An Automated Method for Identifying Individuals with a Lung Nodule Can Be Feasibly Implemented Across Health Systems.

Publication Type:

Journal Article


EGEMS (Washington, DC), Volume 4, Issue 1, p.1254 (2016)


INTRODUCTION: The incidence of incidentally detected lung nodules is rapidly rising, but little is known about their management or associated patient outcomes. One barrier to studying lung nodule care is the inability to efficiently and reliably identify the cohort of interest (i.e. cases). Investigators at Kaiser Permanente Southern California (KPSC) recently developed an automated method to identify individuals with an incidentally discovered lung nodule, but the feasibility of implementing this method across other health systems is unknown.

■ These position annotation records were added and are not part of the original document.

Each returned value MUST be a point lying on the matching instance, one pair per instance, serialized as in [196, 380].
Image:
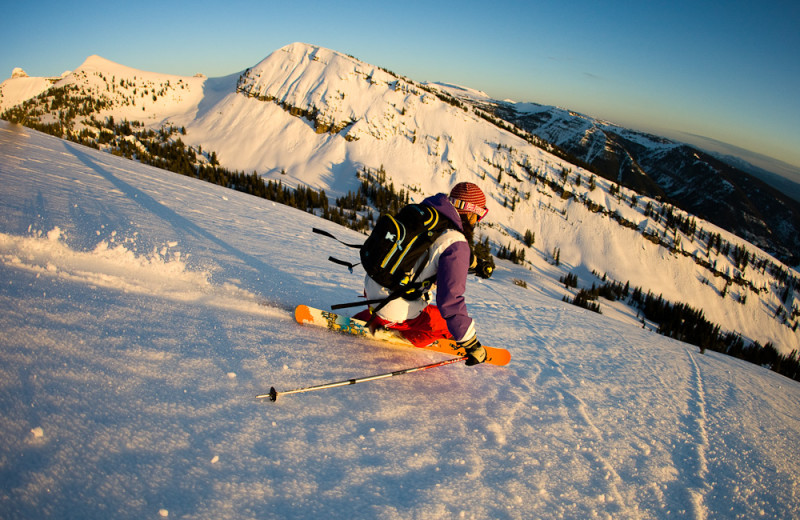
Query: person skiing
[447, 263]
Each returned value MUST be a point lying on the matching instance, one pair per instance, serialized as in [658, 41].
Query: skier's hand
[476, 354]
[482, 269]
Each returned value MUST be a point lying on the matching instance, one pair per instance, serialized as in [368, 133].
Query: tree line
[684, 323]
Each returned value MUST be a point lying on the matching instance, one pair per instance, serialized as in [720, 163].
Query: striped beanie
[465, 196]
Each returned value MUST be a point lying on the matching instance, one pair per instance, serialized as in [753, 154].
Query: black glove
[475, 352]
[482, 269]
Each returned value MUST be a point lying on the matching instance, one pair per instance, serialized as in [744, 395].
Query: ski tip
[302, 314]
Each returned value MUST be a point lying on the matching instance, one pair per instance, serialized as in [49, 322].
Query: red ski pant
[421, 331]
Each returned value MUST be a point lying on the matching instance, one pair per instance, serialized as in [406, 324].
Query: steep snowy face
[128, 93]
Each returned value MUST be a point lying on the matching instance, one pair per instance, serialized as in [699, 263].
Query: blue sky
[729, 71]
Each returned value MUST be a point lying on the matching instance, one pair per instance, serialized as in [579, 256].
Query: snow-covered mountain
[311, 116]
[143, 310]
[719, 189]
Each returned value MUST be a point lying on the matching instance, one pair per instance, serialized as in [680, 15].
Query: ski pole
[273, 394]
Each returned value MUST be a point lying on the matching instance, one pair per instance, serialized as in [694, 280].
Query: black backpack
[398, 242]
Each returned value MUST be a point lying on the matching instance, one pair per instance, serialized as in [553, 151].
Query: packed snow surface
[143, 311]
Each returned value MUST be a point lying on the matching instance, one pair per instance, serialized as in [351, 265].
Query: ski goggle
[469, 206]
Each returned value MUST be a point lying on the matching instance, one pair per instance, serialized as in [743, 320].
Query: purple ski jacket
[451, 274]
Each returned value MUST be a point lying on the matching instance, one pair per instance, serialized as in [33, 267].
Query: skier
[448, 262]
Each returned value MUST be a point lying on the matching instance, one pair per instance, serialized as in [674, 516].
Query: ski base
[320, 318]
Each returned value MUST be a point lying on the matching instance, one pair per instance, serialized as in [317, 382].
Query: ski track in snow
[142, 311]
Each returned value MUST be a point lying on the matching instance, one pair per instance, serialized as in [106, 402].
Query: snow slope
[310, 115]
[143, 311]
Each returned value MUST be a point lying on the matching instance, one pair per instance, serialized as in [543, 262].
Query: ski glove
[475, 352]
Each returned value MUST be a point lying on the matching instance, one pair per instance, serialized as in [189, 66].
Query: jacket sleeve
[451, 282]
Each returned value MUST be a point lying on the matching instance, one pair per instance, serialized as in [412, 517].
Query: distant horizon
[771, 164]
[729, 73]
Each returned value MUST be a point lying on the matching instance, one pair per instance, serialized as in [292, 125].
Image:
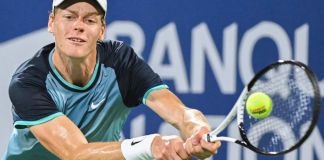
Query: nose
[79, 25]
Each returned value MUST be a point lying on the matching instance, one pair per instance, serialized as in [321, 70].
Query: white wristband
[138, 148]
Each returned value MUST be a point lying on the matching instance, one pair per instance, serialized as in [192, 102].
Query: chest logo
[96, 105]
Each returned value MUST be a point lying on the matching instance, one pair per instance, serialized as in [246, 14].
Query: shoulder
[34, 69]
[113, 53]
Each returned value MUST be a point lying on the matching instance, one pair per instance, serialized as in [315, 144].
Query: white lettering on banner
[314, 144]
[203, 48]
[312, 147]
[301, 43]
[128, 29]
[167, 43]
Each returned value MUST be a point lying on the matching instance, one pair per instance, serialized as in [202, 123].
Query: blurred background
[206, 51]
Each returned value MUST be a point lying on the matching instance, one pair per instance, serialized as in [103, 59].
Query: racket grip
[206, 137]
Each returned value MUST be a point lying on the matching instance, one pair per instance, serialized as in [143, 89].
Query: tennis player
[72, 98]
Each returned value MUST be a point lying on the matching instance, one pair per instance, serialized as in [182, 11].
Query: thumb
[198, 136]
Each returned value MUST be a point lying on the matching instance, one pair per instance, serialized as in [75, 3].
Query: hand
[198, 147]
[169, 147]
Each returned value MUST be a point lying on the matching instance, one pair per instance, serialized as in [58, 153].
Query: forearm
[192, 121]
[98, 151]
[172, 110]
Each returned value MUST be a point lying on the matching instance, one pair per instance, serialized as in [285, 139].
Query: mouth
[76, 40]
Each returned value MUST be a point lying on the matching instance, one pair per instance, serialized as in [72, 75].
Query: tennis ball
[259, 105]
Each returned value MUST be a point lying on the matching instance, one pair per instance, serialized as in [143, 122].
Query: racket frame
[238, 111]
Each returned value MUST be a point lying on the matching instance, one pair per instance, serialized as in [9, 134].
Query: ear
[102, 32]
[50, 25]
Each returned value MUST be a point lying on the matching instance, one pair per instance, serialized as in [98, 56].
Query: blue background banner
[206, 51]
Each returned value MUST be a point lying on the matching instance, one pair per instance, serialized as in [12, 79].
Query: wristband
[138, 148]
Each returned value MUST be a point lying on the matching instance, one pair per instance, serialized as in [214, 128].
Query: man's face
[77, 29]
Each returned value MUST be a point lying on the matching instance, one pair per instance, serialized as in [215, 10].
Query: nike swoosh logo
[135, 142]
[94, 106]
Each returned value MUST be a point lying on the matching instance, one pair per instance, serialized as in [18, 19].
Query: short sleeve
[135, 77]
[31, 103]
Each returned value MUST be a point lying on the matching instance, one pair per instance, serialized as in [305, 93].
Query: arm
[171, 109]
[191, 122]
[61, 137]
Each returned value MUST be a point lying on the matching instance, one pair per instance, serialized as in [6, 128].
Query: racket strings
[291, 91]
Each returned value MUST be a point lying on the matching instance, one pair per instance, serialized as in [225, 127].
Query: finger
[211, 147]
[181, 151]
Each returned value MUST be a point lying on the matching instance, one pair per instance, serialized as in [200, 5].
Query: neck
[77, 71]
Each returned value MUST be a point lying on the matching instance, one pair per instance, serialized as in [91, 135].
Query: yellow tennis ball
[259, 105]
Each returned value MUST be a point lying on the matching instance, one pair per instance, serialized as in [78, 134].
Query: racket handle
[212, 138]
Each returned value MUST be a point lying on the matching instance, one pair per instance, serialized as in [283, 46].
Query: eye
[91, 20]
[69, 17]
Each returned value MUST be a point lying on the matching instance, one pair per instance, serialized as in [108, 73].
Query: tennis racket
[295, 95]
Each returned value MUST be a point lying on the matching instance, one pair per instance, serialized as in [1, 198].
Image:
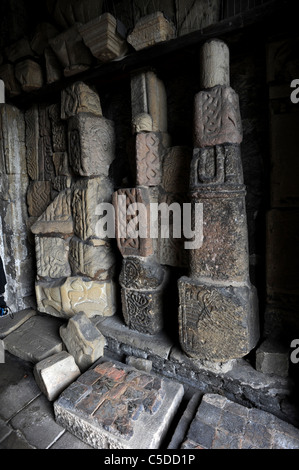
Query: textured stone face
[149, 151]
[217, 323]
[52, 257]
[73, 295]
[91, 144]
[96, 262]
[150, 30]
[79, 98]
[116, 406]
[217, 117]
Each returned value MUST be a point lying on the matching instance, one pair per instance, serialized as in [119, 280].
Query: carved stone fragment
[150, 30]
[79, 98]
[52, 257]
[217, 323]
[96, 262]
[91, 144]
[87, 195]
[102, 38]
[57, 217]
[29, 74]
[38, 197]
[73, 295]
[149, 152]
[217, 117]
[148, 97]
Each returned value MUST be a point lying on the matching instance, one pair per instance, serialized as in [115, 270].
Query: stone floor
[202, 420]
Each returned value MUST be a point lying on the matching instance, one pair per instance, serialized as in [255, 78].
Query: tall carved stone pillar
[142, 277]
[218, 305]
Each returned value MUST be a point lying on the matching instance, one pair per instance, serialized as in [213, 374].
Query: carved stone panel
[142, 310]
[87, 195]
[91, 144]
[217, 117]
[52, 257]
[149, 151]
[73, 295]
[96, 262]
[79, 98]
[217, 323]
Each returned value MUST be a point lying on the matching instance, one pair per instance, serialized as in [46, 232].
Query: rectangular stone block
[52, 257]
[91, 144]
[148, 97]
[132, 230]
[88, 194]
[79, 98]
[217, 323]
[143, 310]
[217, 117]
[38, 197]
[149, 152]
[134, 412]
[101, 36]
[150, 30]
[55, 373]
[72, 295]
[96, 262]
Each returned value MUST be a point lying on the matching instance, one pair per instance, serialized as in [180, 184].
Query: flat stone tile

METHODS: A random sample of Group Health (GH) members who had a computed tomography in 2012 underwent chart review to determine if a lung nodule was documented in the radiology report. A previously developed natural language processing (NLP) algorithm was implemented at our site using only knowledge of the key words, qualifiers, excluding terms, and the logic linking these parameters.

RESULTS: Among 499 subjects, 156 (31%, 95% confidence interval [CI] 27-36%) had an incidentally detected lung nodule. NLP identified 189 (38%, 95% CI 33-42%) individuals with a nodule. The accuracy of NLP at GH was similar to its accuracy at KPSC: sensitivity 90% (95% CI 85-95%) and specificity 86% (95% CI 82-89%) versus sensitivity 96% (95% CI 88-100%) and specificity 86% (95% CI 75-94%).

CONCLUSION: Automated methods designed to identify individuals with an incidentally detected lung nodule can feasibly and independently be implemented across health systems. Use of these methods will likely facilitate the efficient conduct of multi-site studies evaluating practice patterns and associated outcomes.